Back in 1969, the band Three Dog Night hit the Billboard Hot 100 charts with a song called “One.” The first line of the tune says, “One is the loneliest number that you’ll ever do”—and while the singer is referring to personal relationships, I believe this statement is just as applicable for professional and business interactions.
The song lyric raises an important question: Is it more effective to be independent or interdependent when it comes to producing results at work?
When I was a young girl, I would tell anyone who tried to help me to put on my clothes, tie my shoes, or fix my hair that “I could do it my byself.” I convinced myself and others I did not need any assistance whatsoever. But afterward, when my shirt was crookedly buttoned, my shoelaces immediately came untied, or my hair was a hot mess, it was clear I could have benefited from their offer.
So it is in business: With so many pressing demands at work and the appearance of so little time, it is tempting to fly solo to get things done quickly and “right” the first time. And true, there are some things that you can accomplish more effectively on your own, like responding to e-mails, creating first drafts of ideas and plans, and scheduling important meetings. At some point, however, we must take advice from the Beatles and “come together” instead of being the “lonely one.”
Collaboration is about coming together to create ideas and best practices, and I believe that nothing new of any substance gets built without it. But I must admit, to this day I struggle with seeking help and input from others because my inner child still desires to do things “my byself.”
I was taught a precious lesson about the need for collaboration while publishing my first book, People Leadership: 30 Strategies to Ensure Your Team’s Success. While writing may seem like an individualized experience, I learned during this process that what appeared to be my original and independent thoughts came from many years of learning from and collaborating with people in my personal and professional life. Once I got an initial draft done, I needed a writing coach and editor to provide their ideas and expertise to enhance the text’s quality and readability; then there was an intense collaboration with my publisher regarding the cover and layout design, proofread, and printing.
The point is, even though writing seems like one person can do it—the author—the finished product is much better when created with a team of people, each of whom has ideas and skill sets that the author doesn’t possess.
In this regard, business projects and activities are no different than publishing a book—but collaboration gets a bad rap in the business world because it doesn’t always accomplish the desired results. The trouble is not with collaboration itself; however—it’s in the execution. With the right approach, collaboration can produce outstanding results. Here are four keys to get you there:
#1. Be open to working with others.
If your attitude is, “I can do it my byself,” collaboration will never work. The very essence of collaboration is an open mind. You have to believe that you need others and that your final results will be better if you allow yourself to rely upon your team members and peers.
#2. Have a goal in mind.
Collaboration is only as effective as the initial goal created. Setting personal goals is one of those times when you will want to go it alone. Create a detailed description of what it is you want to achieve, including any important parameters or boundaries for consideration. (Remember that effective goals focus on the specifics of the “what,” not the “how”; once you venture into the how you are doing it your “byself” again.) Once you have your goal laid out, you’ll be ready to work with others to see it through.

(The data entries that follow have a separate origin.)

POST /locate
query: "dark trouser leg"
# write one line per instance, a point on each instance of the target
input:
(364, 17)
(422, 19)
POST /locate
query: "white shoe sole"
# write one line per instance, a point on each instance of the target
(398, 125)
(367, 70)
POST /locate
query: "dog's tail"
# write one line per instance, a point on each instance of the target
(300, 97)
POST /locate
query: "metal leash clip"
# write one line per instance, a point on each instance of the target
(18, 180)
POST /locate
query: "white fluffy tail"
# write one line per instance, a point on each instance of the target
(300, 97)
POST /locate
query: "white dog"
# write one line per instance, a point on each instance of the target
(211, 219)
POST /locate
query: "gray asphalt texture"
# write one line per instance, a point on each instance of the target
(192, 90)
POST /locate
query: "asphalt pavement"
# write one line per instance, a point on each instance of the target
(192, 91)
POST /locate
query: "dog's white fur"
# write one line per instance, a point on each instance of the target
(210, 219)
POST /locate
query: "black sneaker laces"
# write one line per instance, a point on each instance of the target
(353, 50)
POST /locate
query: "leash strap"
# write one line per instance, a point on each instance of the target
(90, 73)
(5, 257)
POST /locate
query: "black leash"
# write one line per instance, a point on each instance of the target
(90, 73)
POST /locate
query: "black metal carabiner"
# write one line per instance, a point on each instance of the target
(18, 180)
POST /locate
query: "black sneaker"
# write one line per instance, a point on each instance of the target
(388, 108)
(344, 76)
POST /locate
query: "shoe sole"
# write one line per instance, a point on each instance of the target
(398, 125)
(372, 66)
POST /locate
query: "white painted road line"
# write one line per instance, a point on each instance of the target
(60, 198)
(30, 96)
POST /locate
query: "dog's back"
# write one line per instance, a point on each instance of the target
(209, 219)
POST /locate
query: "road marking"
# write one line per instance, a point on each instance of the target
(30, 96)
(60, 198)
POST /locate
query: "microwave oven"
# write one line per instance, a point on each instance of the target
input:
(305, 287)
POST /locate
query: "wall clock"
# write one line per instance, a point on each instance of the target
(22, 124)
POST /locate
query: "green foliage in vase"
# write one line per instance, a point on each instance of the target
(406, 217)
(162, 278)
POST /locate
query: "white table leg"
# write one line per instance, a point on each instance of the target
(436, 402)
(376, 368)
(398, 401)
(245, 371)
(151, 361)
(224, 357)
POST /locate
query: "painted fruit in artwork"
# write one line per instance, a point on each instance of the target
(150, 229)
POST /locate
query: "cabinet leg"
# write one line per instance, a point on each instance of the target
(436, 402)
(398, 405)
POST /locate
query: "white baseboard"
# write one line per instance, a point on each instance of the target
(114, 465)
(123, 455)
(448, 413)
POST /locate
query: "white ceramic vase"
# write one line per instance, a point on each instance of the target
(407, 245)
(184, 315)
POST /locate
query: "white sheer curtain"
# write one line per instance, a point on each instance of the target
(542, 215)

#3. Seek input from others.
Now that you have a well thought out and specific goal, it’s time to seek others out. Share your thoughts with team members, peers, and stakeholders who may be impacted by the new idea, as well as executives (who, of course, have their expectations). Don’t judge input based on the job title or position of the from whom it originates. People at all levels have valuable input, and everyone’s ideas are important to consider.
#4. Choose the option for the greater good.
Collaboration fails when it is done as lip service rather than from a genuine desire to seek others’ input. If you ask for help knowing all the while that you are going to do it your way no matter what, you are functioning in the spirit of “One” versus “Come Together.” So once you get input from all involved parties, evaluate the ideas and options on the table, and choose the option that will result in the greater good of the company or organization—don’t just ignore everything you’ve learned and plow ahead with your agenda.
Don’t let your desire for independence make you lonely. Collaboration may not always feel like the easiest road to take, but ultimately, being interdependent and collaborating with others produces far more powerful and long-term results.